Facebook in January also announced plans to build a data center in Denmark, only its third outside of the United States.
Apple has pledged to back the Paris climate accord by switching to renewable energy and has recently issued a $1 billion green bond after the United States pulled out of the pact. Chief Executive Tim Cook was one of several CEOs who directly appealed to President Donald Trump to keep the United States in the pact before he made his decision.
Apple said the data center would begin operations in the second quarter of 2019 in Aabenraa in southern Denmark near the German border.
It will power Apple’s online services, including the iTunes Store, App Store, iMessage, Maps and Siri for customers across Europe.

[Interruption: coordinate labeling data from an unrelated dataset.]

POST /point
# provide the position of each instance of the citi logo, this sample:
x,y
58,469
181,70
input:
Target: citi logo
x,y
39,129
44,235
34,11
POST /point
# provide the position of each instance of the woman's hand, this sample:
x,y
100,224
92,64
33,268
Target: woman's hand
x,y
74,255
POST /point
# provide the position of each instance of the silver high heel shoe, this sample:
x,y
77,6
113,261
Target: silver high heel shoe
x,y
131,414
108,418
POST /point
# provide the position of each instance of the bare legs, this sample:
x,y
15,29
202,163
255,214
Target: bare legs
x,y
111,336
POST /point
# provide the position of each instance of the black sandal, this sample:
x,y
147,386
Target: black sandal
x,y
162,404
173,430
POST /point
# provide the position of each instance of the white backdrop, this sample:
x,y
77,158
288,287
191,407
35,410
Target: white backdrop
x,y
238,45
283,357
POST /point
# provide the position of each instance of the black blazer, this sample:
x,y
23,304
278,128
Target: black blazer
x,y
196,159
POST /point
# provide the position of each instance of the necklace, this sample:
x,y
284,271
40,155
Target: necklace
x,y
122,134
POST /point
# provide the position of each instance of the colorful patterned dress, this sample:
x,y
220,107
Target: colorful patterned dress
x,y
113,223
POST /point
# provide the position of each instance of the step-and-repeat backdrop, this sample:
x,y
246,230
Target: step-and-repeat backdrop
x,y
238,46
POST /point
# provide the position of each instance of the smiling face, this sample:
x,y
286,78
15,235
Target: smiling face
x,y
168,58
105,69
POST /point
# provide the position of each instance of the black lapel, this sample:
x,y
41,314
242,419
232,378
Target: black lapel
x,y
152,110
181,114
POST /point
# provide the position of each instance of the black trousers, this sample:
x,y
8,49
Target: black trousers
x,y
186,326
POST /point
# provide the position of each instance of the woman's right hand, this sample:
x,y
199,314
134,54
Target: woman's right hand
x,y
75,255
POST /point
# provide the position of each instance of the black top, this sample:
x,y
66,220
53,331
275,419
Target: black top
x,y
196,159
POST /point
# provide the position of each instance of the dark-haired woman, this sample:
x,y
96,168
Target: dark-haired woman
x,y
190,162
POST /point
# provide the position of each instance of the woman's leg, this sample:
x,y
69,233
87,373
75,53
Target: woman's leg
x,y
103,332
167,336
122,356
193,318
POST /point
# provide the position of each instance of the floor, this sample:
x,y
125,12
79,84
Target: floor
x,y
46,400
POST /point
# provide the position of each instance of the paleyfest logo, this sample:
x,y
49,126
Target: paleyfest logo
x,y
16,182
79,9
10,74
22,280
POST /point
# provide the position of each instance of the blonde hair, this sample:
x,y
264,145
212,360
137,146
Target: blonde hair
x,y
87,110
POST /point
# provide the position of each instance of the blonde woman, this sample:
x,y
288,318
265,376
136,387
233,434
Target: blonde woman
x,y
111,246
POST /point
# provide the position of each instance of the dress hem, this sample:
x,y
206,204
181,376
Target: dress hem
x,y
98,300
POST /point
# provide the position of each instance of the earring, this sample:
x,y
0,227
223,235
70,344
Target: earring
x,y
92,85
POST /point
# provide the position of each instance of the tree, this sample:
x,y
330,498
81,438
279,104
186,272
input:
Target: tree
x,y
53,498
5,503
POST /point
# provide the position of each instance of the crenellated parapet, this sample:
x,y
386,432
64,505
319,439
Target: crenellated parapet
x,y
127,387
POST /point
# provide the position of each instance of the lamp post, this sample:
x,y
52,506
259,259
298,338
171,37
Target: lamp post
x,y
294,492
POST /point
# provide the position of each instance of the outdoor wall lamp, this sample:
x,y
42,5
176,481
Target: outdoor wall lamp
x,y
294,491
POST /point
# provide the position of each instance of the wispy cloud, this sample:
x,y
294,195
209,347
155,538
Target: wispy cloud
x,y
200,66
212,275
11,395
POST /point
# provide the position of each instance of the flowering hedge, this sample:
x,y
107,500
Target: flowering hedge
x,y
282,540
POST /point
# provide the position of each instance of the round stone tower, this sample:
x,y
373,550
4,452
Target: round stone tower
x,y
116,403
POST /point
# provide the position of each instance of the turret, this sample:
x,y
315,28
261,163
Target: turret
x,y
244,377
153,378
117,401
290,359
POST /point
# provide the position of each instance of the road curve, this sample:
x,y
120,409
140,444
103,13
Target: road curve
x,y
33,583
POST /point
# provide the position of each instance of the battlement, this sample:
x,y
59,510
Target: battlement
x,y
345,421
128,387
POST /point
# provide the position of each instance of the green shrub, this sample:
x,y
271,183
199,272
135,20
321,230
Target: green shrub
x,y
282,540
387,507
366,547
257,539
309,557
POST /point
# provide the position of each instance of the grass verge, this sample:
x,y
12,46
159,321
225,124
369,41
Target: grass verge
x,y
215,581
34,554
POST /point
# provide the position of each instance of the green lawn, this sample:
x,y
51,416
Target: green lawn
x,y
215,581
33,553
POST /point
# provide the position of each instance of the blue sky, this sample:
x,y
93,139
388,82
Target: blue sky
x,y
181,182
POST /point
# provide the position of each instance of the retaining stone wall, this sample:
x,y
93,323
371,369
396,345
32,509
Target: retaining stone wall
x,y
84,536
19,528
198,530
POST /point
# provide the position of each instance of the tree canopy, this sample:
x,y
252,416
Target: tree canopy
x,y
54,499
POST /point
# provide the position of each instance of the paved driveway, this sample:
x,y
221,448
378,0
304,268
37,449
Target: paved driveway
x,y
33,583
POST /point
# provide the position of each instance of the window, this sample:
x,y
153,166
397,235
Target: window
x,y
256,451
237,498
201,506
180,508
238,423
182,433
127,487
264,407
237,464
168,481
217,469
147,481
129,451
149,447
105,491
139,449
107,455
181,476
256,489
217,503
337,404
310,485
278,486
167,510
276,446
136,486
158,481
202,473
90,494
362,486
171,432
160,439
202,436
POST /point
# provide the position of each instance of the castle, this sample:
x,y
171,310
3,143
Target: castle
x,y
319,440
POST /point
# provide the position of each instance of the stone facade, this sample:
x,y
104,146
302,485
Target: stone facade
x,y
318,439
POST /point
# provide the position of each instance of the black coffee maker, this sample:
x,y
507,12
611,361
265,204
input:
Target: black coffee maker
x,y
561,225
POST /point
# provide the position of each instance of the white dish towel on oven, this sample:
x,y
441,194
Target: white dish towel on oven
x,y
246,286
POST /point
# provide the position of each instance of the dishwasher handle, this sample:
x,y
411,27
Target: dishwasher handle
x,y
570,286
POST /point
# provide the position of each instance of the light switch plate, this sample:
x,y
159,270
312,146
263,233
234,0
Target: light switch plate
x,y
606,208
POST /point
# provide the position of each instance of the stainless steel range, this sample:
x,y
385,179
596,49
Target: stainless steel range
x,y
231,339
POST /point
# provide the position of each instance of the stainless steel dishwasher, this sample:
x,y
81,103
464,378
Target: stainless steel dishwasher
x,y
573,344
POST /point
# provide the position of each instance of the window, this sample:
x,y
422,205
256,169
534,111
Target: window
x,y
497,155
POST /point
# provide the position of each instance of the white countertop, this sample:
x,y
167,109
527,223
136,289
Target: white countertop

“We’re thrilled to be expanding our data center operations in Denmark, and investing in new sources of clean power,” Erik Stannow, Nordic manager for Apple, said in a statement emailed to Reuters.
“The planned facility in Aabenraa, like all of our data centers, will run on 100 percent renewable energy from day one, thanks to new clean energy sources we’re adding,” he said.
Apple’s first data center in Denmark near the town of Viborg is due to begin operations later this year.
Apple said a planned data center in Athenry, Ireland, announced in 2015 had yet to begin construction.
Apple confirmed that the Irish data center is currently under judicial review.
Denmark, a leader in wind power, has abundant supplies of wind energy as well biomass energy.
“The reliability of the Danish grid is one of the main reasons we will operate two sites in Denmark,” Stannow said.
The small Nordic country hopes these investments will boost its IT sector.
“Denmark is becoming northern Europe’s hub for data centers with a high prospective for growth for the tracking industries delivering solutions to the many data centres sprouting up all over the world,” the foreign ministry said in a statement.